C11:6.5.2.2 p9:
If the function is defined with a type that is not compatible with the type (of the expression) pointed to by the expression that denotes the called function, the behavior is undefined.
As far as I know,The behavior of the function call expression depends on whether the prototype of the function being called is in scope at the point of call.
Then for "the type (of the expression) pointed to by the expression that denotes the called function", doesn't the type pointed to by the expression of the called function just be the function type, that is, the function declaration?
To be frank, in my opinion, isn't the intention of the standard just that "function declarations should be compatible with definitions"? And, 6.2.7 p2 has already mentioned:
All declarations that refer to the same object or function shall have compatible type; otherwise, the behavior is undefined.

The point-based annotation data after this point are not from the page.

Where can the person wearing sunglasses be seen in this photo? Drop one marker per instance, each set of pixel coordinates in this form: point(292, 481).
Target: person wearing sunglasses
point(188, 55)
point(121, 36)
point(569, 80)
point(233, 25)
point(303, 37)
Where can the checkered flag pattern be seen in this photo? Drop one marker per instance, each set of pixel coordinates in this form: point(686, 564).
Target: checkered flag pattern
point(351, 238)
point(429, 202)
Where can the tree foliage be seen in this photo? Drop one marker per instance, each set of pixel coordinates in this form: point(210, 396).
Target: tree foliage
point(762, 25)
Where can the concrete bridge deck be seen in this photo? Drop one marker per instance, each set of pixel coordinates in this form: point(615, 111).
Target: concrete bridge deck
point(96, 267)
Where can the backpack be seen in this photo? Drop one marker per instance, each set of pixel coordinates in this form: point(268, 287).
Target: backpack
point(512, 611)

Then does this mean that 6.5.2.2 p9 is redundant?, or maybe there is a problem with my understanding? Thank you for your reading and answering.

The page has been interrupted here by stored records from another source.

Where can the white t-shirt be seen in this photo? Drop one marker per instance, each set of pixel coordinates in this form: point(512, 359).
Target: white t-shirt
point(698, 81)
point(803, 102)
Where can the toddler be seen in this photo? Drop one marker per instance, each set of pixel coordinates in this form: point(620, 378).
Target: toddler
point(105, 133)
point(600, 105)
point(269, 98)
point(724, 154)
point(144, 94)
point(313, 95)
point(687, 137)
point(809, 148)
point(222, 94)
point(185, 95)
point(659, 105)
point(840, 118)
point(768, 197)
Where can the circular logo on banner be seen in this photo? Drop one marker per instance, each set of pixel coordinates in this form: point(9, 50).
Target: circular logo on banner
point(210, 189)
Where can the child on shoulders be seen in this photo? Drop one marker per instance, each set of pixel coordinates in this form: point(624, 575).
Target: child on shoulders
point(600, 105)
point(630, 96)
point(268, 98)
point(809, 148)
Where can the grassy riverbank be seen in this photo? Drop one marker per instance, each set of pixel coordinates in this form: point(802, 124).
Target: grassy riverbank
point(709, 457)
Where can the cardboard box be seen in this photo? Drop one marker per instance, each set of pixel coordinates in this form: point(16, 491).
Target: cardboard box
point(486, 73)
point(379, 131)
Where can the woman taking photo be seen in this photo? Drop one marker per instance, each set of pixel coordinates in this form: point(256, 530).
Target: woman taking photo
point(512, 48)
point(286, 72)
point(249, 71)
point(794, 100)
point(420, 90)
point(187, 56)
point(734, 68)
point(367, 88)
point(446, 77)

Section 6.5.2.2 deals with function calls, which is the context of the above quote. The compatibility of declarations is covered elsewhere.

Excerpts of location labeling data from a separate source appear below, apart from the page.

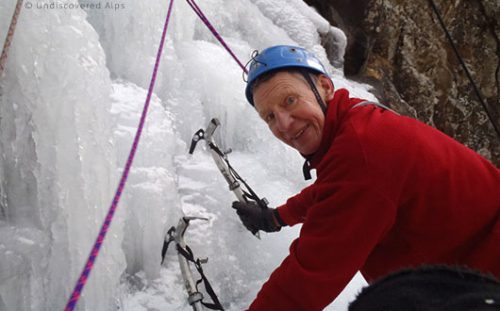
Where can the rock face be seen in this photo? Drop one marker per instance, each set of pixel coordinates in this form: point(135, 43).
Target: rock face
point(400, 48)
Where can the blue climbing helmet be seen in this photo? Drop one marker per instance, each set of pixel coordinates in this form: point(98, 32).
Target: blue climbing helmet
point(281, 57)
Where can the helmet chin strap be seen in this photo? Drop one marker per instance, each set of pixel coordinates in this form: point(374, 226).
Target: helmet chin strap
point(306, 168)
point(309, 80)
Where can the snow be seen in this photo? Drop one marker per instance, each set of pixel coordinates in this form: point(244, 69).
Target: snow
point(71, 97)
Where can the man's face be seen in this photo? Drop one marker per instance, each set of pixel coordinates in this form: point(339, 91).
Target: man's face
point(290, 109)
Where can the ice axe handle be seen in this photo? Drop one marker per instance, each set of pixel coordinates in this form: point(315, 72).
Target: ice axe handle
point(199, 135)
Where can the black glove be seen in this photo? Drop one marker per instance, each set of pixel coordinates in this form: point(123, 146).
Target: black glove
point(255, 218)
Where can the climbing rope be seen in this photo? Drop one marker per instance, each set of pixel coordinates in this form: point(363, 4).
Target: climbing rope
point(10, 35)
point(104, 228)
point(207, 23)
point(469, 76)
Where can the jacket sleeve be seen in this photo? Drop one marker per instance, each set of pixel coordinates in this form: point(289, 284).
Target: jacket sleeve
point(340, 232)
point(295, 209)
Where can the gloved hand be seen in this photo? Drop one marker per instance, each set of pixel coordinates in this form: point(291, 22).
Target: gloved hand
point(255, 218)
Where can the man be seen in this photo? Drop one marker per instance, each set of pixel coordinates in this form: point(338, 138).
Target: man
point(391, 192)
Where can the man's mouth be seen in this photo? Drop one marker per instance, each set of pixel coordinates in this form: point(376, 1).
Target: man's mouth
point(299, 133)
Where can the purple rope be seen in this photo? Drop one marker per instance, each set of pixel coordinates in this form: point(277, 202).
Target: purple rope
point(205, 20)
point(104, 229)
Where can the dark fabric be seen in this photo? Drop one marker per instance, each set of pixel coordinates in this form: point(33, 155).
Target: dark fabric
point(256, 218)
point(431, 288)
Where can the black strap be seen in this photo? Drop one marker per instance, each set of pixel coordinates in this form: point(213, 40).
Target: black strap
point(306, 170)
point(309, 80)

Paragraph 9 in particular deals with the expression used to call a function. This could be a simple declaration or a function pointer. For example:
int foo(char *p)
{
// do something with p
return 1;
}
int main()
{
void (*fp)(void) = (void (*)(void))foo;
fp();
return 0;
}
The function call fp is undefined behavior as per 6.5.2.2p9 because the function foo is being called through an incompatible function pointer type.